Com a suspensão da primeira linha, Braga perde o financiamento do PRR associado à obra, embora se mantenha a verba destinada à aquisição dos autocarros. O contrato de adjudicação da empreitada, no valor de 32,6 milhões de euros, tinha sido assinado em outubro de 2025 pelo anterior executivo municipal. João Rodrigues assumiu a decisão como uma opção política legítima, sublinhando que as prioridades do atual mandato diferem das do anterior. “As pessoas escolhem e os executivos decidem. Hoje, a prioridade é resolver os acessos à cidade e as ligações regionais”, afirmou.
Reações divididas
O Partido Socialista de Braga considera positiva a suspensão do metrobus no centro da cidade, mas discorda da utilização do BRT na ligação a Guimarães, defendendo uma solução alternativa baseada no tram-train. Os socialistas criticam ainda a ausência de uma solução concreta para a ligação ao Hospital de Braga.

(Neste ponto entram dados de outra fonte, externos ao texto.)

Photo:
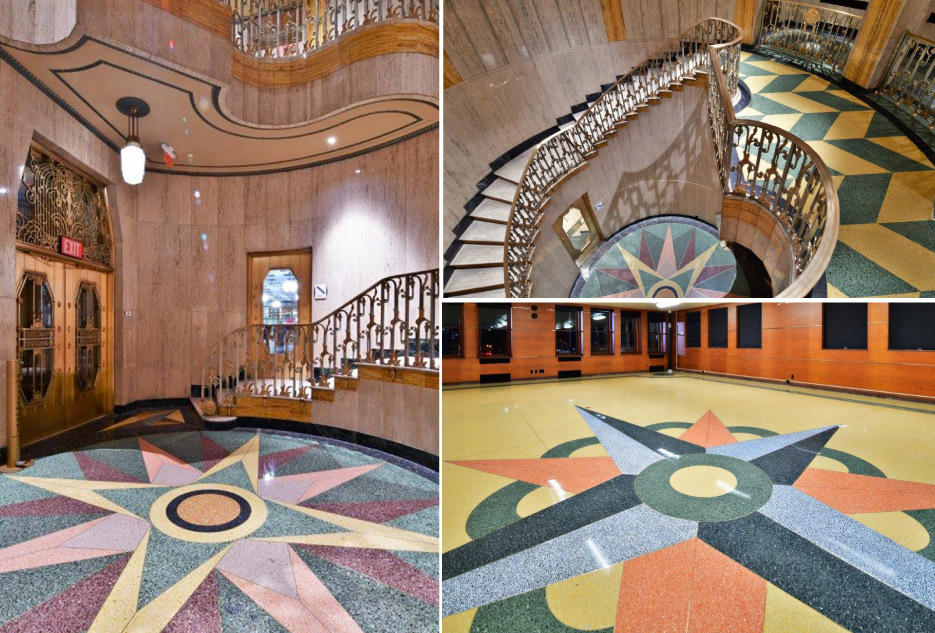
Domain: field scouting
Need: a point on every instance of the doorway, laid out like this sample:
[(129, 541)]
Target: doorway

Já quanto à Circular Rodoviária Externa, o PS manifesta concordância, sublinhando a importância da infraestrutura para retirar tráfego do interior da cidade. O investimento previsto pelo Governo ronda os 80 milhões de euros, estando a primeira fase, entre Frossos e Ferreiros, prevista para conclusão ainda durante o atual mandato.
Recorde-se que, a 13 de janeiro, o Município de Guimarães apresentou o estudo da primeira fase do Metrobus Guimarães – Caldas das Taipas – Avepark, assumindo o compromisso de colocar o projeto em execução até ao final do atual mandato autárquico, em 2029.
O estudo técnico aponta para uma ligação direta entre Guimarães e a futura estação de alta velocidade, com tempo estimado de viagem de 30 minutos. As projeções indicam que, em 2031, a linha poderá servir cerca de 3,25 milhões de passageiros por ano, retirando aproximadamente 48 mil veículos por dia das estradas. O traçado seguirá maioritariamente a EN 101 e será operado por veículos elétricos. O investimento global da primeira fase é estimado entre 80 e 160 milhões de euros, incluindo os troços até às Caldas das Taipas e ao Avepark. A segunda fase, entre Taipas e Braga, está avaliada em cerca de 79 milhões de euros, com conclusão prevista para 2030.
O Professor José Mendes apresentou o projeto do Metrobus no modelo Bus Rapid Transit (BRT), caracterizado por “capacidade, rapidez, regularidade, pontualidade, conforto e operação com veículos elétricos”. O sistema visa reduzir o uso do automóvel individual, diminuir emissões de gases com efeito de estufa e integrar Guimarães numa rede regional de transporte em articulação com a futura alta velocidade ferroviária.